Впрочем, все эти реформы не затрагивали непосредственно христианской догматики. Само христианское учение Кампанелла принимает, истолковывая его в духе той «естественной религии», т. е. религии, свойственной всем людям от природы, которую исповедовали солярии. «Я рассматриваю нравственные предписания Христа, — писал Кампанелла папе Павлу V, — и показываю с помощью божественной магии, что они соответствуют закону природы, и раскрываю, что Христос есть любовно правящий Первый разум…» (25, стр. 55). Все люди, по природе своей будучи разумными, уже тем самым являются, не сознавая того, христианами. Именно поэтому Кампанелла готов был избрать христианство как орудие духовного всемирного единения народов. Вступая в полемику с протестантами и реформаторами, он особенно яростно отвергал учение кальвинизма о божественном предопределении, согласно которому люди лишены свободы воли и заранее, от века, по воле бога, предопределены к вечной гибели или спасению.

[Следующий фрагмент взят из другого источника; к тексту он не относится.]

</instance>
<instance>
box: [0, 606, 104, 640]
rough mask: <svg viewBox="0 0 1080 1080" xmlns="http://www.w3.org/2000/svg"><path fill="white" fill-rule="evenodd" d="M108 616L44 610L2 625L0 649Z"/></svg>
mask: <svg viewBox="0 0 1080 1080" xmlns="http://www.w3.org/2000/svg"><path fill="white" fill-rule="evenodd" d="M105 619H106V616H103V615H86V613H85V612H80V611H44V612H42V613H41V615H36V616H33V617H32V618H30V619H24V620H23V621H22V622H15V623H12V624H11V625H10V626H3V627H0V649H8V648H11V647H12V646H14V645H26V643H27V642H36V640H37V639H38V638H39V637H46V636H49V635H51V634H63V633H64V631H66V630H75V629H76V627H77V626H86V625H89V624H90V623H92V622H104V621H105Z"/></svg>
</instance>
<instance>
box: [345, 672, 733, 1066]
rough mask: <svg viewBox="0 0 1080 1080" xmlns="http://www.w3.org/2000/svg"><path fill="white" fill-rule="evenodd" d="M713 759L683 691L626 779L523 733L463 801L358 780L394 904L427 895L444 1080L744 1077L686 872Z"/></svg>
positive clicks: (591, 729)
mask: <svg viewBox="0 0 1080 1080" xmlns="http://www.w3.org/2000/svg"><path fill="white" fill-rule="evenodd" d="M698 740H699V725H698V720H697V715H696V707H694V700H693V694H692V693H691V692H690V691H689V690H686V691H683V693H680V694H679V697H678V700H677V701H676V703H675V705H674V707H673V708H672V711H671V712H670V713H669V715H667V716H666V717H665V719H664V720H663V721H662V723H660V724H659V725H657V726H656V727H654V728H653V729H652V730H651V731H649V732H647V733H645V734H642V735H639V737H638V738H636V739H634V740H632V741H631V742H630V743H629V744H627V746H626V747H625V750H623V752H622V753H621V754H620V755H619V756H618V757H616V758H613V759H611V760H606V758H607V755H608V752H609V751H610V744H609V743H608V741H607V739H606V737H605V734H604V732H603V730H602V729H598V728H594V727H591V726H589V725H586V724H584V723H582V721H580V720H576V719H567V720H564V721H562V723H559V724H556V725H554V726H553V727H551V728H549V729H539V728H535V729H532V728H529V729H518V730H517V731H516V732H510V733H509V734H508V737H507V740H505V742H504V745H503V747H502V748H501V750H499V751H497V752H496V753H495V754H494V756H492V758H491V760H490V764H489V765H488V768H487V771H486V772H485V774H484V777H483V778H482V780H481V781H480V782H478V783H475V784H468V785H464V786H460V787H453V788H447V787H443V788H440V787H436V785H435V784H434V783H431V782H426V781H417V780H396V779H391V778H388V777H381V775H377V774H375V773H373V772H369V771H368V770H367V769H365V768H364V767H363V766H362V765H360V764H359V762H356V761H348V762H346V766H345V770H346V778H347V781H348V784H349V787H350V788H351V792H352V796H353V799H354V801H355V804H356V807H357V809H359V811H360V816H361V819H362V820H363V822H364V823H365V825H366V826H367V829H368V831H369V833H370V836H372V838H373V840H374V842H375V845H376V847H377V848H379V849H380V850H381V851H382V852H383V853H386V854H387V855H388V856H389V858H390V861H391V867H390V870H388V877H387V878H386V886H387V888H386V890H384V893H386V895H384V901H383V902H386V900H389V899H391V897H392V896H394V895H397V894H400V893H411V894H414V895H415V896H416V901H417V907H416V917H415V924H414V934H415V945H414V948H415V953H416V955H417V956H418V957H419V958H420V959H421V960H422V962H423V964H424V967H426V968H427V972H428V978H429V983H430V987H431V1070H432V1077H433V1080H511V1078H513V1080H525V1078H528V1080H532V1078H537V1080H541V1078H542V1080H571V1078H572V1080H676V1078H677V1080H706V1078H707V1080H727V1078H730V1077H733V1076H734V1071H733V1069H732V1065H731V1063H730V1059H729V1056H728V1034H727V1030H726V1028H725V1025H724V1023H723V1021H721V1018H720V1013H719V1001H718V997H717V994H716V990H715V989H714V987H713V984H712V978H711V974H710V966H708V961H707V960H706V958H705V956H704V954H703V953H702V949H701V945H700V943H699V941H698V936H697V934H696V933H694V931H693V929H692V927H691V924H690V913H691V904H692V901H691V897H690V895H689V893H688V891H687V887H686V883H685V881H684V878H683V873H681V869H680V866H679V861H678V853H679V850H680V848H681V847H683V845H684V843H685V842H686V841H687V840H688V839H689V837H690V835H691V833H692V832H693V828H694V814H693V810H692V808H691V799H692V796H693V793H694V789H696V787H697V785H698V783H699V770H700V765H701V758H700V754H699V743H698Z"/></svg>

Особенно резкие возражения вызывали у него политические последствия кальвинизма: отрицание свободы воли, говорит он, превращает правителей в тиранов, а народы в мятежников (35, стр. 139–140).
Не во имя усиления власти римской курии пропагандировал Кампанелла идею религиозно-политической миссии в своем труде «Вспомнят и обратятся к господу все края земли». Обращаясь к ангелам и дьяволам, к римскому папе и самому себе, к католикам и реформаторам, к православным и монофизитам, к язычникам Старого и Нового Света, к мусульманам и иудеям, Кампанелла ставил своей целью достижение полного политического и нравственного единения человечества.
Итак, та всемирная теократическая монархия, которую страстно проповедовал Кампанелла, не имела ничего общего ни с притязаниями испанской короны, ни с политикой папского престола. Не случайно «Испанская монархия» не нашла поклонников при испанском дворе, а «Монархия мессии» была уничтожена папской цензурой. Образ правителя, нарисованный Кампанеллой в «Испанской монархии», просвещенного государя, знатока всех наук, правящего в интересах народа, и тот папа, которого он предлагал избрать в своем обращении к конклаву, скорее сродни Метафизику из «Города Солнца», нежели реальным политикам Рима и Мадрида.
Но Кампанелла не ограничивался призывами к объединению. Он давал испанской короне конкретные советы. Он рисовал четкий план завоевания мирового владычества. И тут в конкретно-политической программе яростный враг макиавеллизма предстает перед нами как достойный ученик флорентийского секретаря. Осудив Макиавелли за подчинение совести и религии политической необходимости, он одновременно предлагает испанскому правительству устраивать массовые переселения покоренных народов, сеять среди врагов смуты, раздоры и религиозные распри, подкупать политических деятелей, похищать женщин и выдавать их замуж за испанцев, немедленно уничтожать политических противников (он осуждает Карла V за то, что тот не воспользовался случаем и не убил Франциска I и Лютера); он учит короля проводить жестокие и репрессивные меры в первый же день после завоевания, причем от имени исполнителей, а потом постепенно ублаготворять народ подачками, даруя блага уже от своего имени. Так, оспаривая и отвергая макиавеллизм как учение о цели и сущности политики, Кампанелла в средствах осуществления своего всемирного идеала применяет те самые методы реальной политики, которые были сформулированы Макиавелли и его последователями.
Во главе всемирного государства должен стать самый сильный из существующих в мире государей. Первоначально Кампанелла предлагал роль объединителя Испании, но потом, убедившись в упадке и закате испанского владычества, он видит во Франции «меч», способный собрать народы земли в «единое стадо». В «Политической речи» 1635 г. он опровергает собственную «Испанскую монархию», предсказывая неизбежное крушение Испании и разъясняя преимущества Франции. Не отрекаясь от прежнего своего сочинения, уже широко известного в Европе, он считает нужным создать новый «панегирик, вроде того, какой Кампанелла написал для испанцев, доказав в нем, что народам полезнее подчиниться французам, нежели испанцам» (82, стр. 343).